Thursday, August 28, 2008

I read the news today, oh boy...


PhotobucketI don't talk an awful lot about behind-the-scenes stuff in newspapers, well, because I work in them and it's easy to turn the wrong head. But if you've been paying the least bit of attention, it's hard not to notice it's kind of grim days to be in the newspaper industry, no matter where in the world you live... Layoffs and "right-sizing" have been the trend in the industry through much of the '00s.

If you read websites like Poynter, it's been job slash after job slash (sorry, "buyout packages"). Papers I know or have worked for have just been chopping staff left and right. The tally according to one web site: More than 8,000 jobs. Just yesterday, Fairfax Media which owns like half the papers in Australia/New Zealand, announced massive cuts. Y'know, in the name of synergy and stuff like that.

Websites like angryjournalist.com thrive off the frustration in the industry these days. I'm better than I used to be, but I still get angry myself. I remember one paper I worked at where over the course of about a year I went from having 7 employees in my newsroom to having 2 1/2 (one part-timer). It sucked, to be honest, and left me worn-out and bedraggled at the end. But newspapers have problems, and for the bean-counters, cuts are often the way to effect change. Not always the right way, but a way. The problem is when staff is cut but management doesn't change the amount of work to reflect that – bodies are eliminated, but you also need to rethink how you're delivering news when you have a "leaner, meaner" staff. Instead too often the mentality is "less people, same work," which inevitably results in "burned-out staff, crappy, error-ridden and uninspired newspapers."

I keep seeing things about few people under 40 read papers any more, and it's hard to disagree. Newspaper audiences often seem fossilized to be mostly the 50+ age group, and well, when they're gone...

Still, I like to think positive. I firmly believe we're in the middle of big changes in the newspaper industry. Newspapers are not dying, merely transforming. It's truly impossible to see a massive shift when you're in the middle of it, but I think this whole decade has been about newspapers mutating. We're "old school" media but when you get down to it, newspapers are at their core the best-reported, best-produced and most influential kind of media there is. All others tend to follow our lead, not overtake it. We're changing into something smaller and tighter, but hopefully also of value. But anyone who thinks newsrooms are going to operate like it's 1988 still are living in a dream world.

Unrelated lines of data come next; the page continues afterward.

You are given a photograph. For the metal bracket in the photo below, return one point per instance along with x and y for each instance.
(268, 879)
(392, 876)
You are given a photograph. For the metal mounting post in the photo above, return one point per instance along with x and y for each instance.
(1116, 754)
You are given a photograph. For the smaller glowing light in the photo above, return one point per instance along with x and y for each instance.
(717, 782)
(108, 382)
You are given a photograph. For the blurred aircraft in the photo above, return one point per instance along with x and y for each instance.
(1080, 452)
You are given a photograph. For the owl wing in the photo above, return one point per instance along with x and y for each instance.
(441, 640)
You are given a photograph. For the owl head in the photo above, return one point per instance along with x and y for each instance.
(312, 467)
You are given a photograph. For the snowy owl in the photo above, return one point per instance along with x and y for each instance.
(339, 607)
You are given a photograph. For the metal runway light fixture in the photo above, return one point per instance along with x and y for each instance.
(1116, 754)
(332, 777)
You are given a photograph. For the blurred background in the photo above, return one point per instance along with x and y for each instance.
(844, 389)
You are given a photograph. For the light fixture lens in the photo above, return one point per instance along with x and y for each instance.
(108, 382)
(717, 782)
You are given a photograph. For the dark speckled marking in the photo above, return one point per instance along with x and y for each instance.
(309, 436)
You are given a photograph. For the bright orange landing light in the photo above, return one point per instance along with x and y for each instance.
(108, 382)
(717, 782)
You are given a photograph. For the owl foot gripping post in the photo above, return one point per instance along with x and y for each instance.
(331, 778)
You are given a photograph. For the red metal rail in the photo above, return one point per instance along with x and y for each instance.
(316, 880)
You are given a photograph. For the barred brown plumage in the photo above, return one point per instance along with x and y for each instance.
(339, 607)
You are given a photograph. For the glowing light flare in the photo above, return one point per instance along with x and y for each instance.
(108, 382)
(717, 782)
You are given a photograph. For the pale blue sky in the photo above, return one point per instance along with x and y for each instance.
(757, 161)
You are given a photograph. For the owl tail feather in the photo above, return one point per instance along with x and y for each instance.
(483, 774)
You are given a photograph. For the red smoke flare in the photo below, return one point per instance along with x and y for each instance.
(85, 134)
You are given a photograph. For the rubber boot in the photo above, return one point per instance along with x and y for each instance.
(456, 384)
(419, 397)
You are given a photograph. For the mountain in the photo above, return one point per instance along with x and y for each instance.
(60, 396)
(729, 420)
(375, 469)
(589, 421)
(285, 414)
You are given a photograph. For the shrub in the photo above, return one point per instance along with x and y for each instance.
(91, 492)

But y'know, for a field that's all about being 'Next," newspapers are often very conservative, and yes, slow. Smaller papers in particular will happily putter along with things like old crusty "Alley Oop" comics because they don't want to offend the older readers by dumping 'em. And papers big and small alike often tend to be run inefficiently, either with excess staff, overpaid "marquee" journalists or just plain mismanagement. Owners often just start chopping away randomly because they do see some of the inefficencies embedded in the system. It adds up to the kind of journalistic "perfect storm" we're seeing these days.

It's all made for a fearful time to be a journalist. I like to think my own job is fairly secure, partly because I am part of a company that's looking ahead and rethinking the traditional way things are done. But you never know. Journalism is at its height a noble calling, producing great thinkers, great inspiration and great headlines. But when it comes to newspapers, it's also a calling that's rather hobbled, heartsick and uncertain right now. We are better than TV, and the best of the Internet follows our lead, I firmly believe.

I want to stay in this industry, but I recognize that print 'n' ink is just part of what we do now. It's exciting times. It's also kind of scary ones.